A China slowdown is bullish for bonds for two reasons -- the first being that it will have collateral impacts elsewhere in Asia. Other Asian economies -- especially Taiwan, Korea, and Japan -- have turned into important cogs driving China’s supply chain. Pan-Asian activity -- Japan, China, plus the other economies in the region -- collectively accounts for 35% of global GDP. Barring the emergence of a new source of global growth, that means a two-percentage-point slowing in overall Asian growth -- a distinct possibility in the event of a China slowdown -- would knock 0.7 percentage point off global growth. Secondly, as China slows, the world’s biggest buyer at the margin of raw materials should also suffer collateral damage: Commodity prices, which are already declining before the China slowdown even takes hold, could move sharply lower -- tempering inflationary expectations embedded at the long end of global yield curves. In my view, these are both very bond-bullish conclusions. Like most things we buy today, even the bond market now appears to be “made in China” as well (see my 31 May essay, “Rethinking Bonds”).

Which takes us back to the American consumer. As noted above, the US current-account and consumption adjustments are critically dependent on a normalization of real interest rates. But if a China slowdown rules out a move at the long end of the yield curve, it could also pin down the Fed at the short end. The possibility of a China-led global growth scare means that the US central bank risks triggering an inversion of an already very flat yield curve if it keeps on tightening while the long end remains contained. That, in turn, would prove to be a most problematic development for levered investors, US banks, and the real economy. Despite all its bluster about policy normalization, I believe that a pro-growth, pro-market Fed will be reluctant to tighten much more if a China-led slowdown unfolds first, as I now suspect. The net result could be a surprisingly benign US interest rate climate for some time to come.

If such an outcome occurs, it would undoubtedly provide the interest-rate-, asset-dependent American consumer with yet another breath of life. While that might offer some support to the near-term US growth outlook, this would not be a constructive development over the longer haul for an unbalanced global economy.

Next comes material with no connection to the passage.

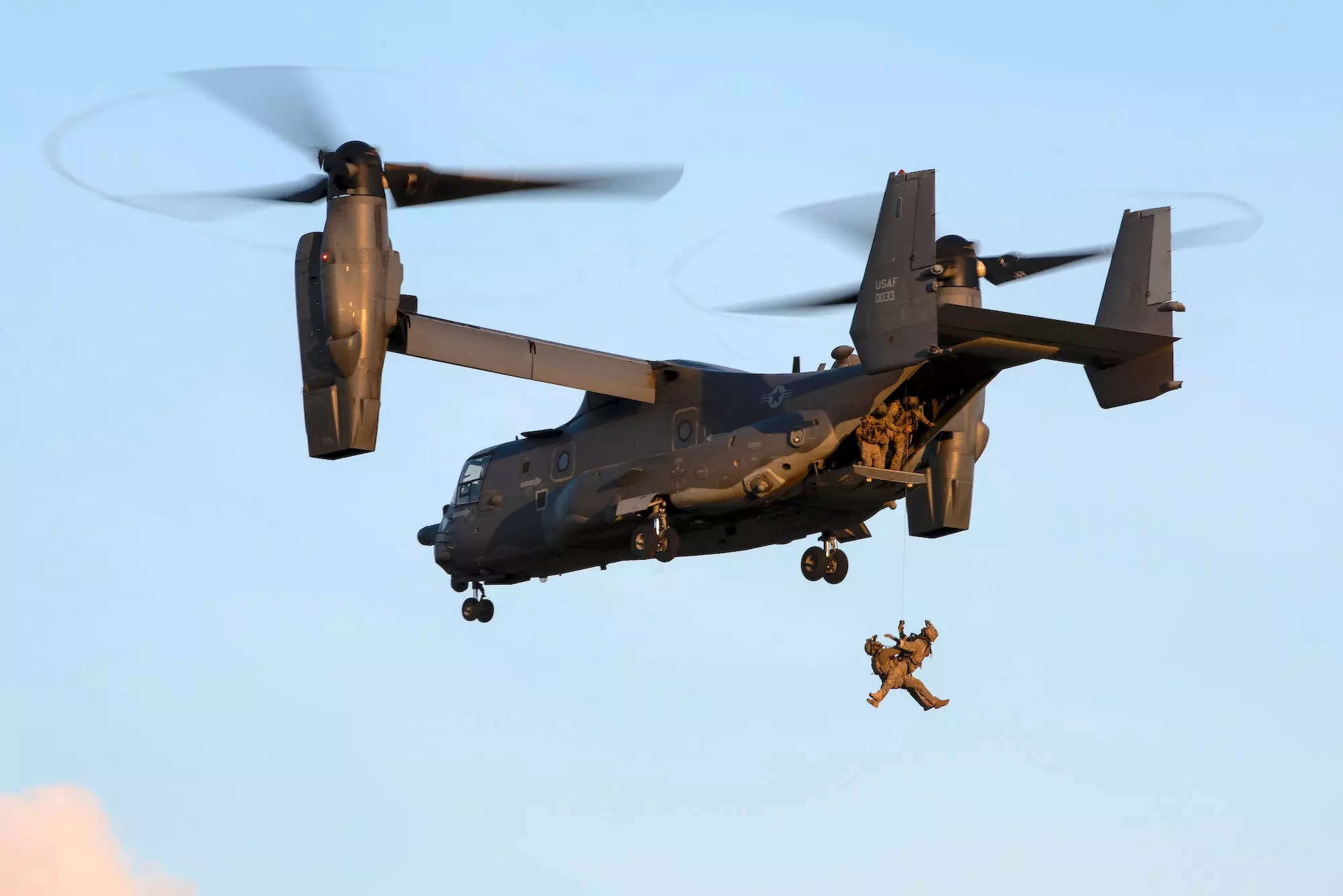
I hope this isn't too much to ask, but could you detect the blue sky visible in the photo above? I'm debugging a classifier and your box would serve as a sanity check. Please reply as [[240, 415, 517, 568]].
[[0, 0, 1343, 896]]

It could lead to a final blow-out in already frothy US property markets, along with a last-gasp surge of refi activity to tap such newfound wealth. Not only would that push household indebtedness to ever-higher highs, but it would undoubtedly depress income-based saving even more. The result would be a further widening of an already record current US account deficit -- setting the stage for a far more treacherous endgame. All this means that the ever-present excesses of America’s Asset economy could be seriously compounded by the seemingly bullish interest rate implications of a China slowdown. In the end, such a re-sequencing of global rebalancing is the last thing an unbalanced world needs.